Drug Delivery | Controlled and on target

Micro medical robots, many shaped like little beetles, are designed to travel inside the body in order to treat infected areas and thus minimize the need for surgery. Photo by Yoshikazu Tsuno/Getty Images.

Drugs have traditionally been delivered to patients by mouth or by injection. Working together to increase both the efficacy and safety of drug delivery, chemical and biomedical engineers have devised a variety of improved delivery techniques.

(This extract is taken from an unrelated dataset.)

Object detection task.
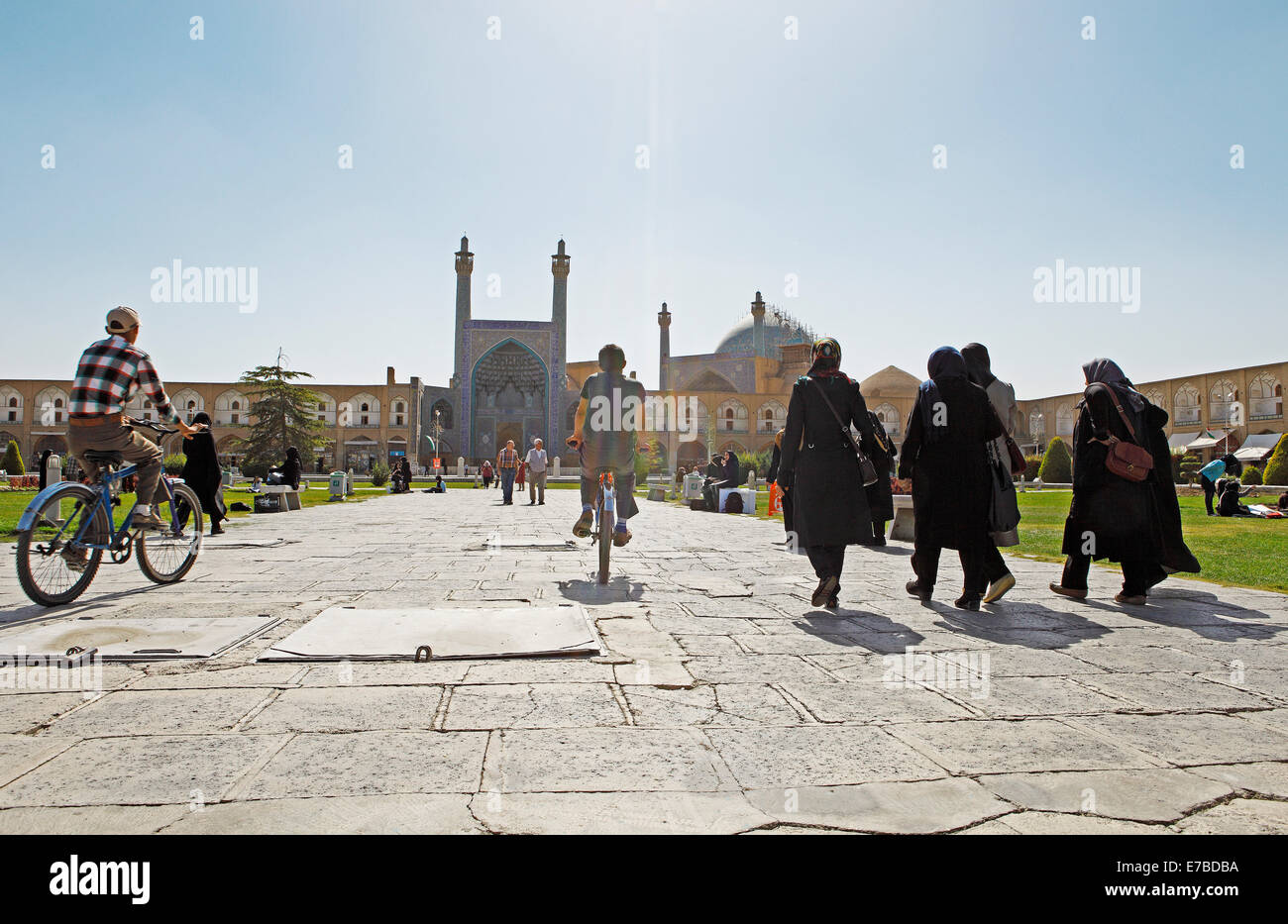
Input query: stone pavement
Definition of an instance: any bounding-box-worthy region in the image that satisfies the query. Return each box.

These new methods also provide the added benefit of enhanced comfort and convenience for the patient.

Early drug-delivery breakthroughs using chemical principles include

  • Nasal sprays that deliver finely atomized amounts of a drug via inhalation,
  • Transdermal patches that deliver controlled doses through the skin, and
  • Controlled-release capsules and wafers that deliver drugs over an extended period.

Targeted delivery

In recent years targeted drug-delivery methods have been an important area for chemical and biomedical engineers. Novel vehicles are being designed that deliver a drug precisely to the targeted organ, tissue, or tumor. The drug payload is then released in response to an internal or external trigger and in the amount required at the site.

Such delivery systems have the advantage of being able to

  • Reduce or delay premature degradation of a drug once it is in the body,
  • Maximize the ability of a drug to travel through the body to the target site without affecting healthy tissue and organs,
  • Minimize the total amount of the drug that must be administered, and
  • Reduce potential side effects that often result when healthy tissue and organs are exposed to a drug.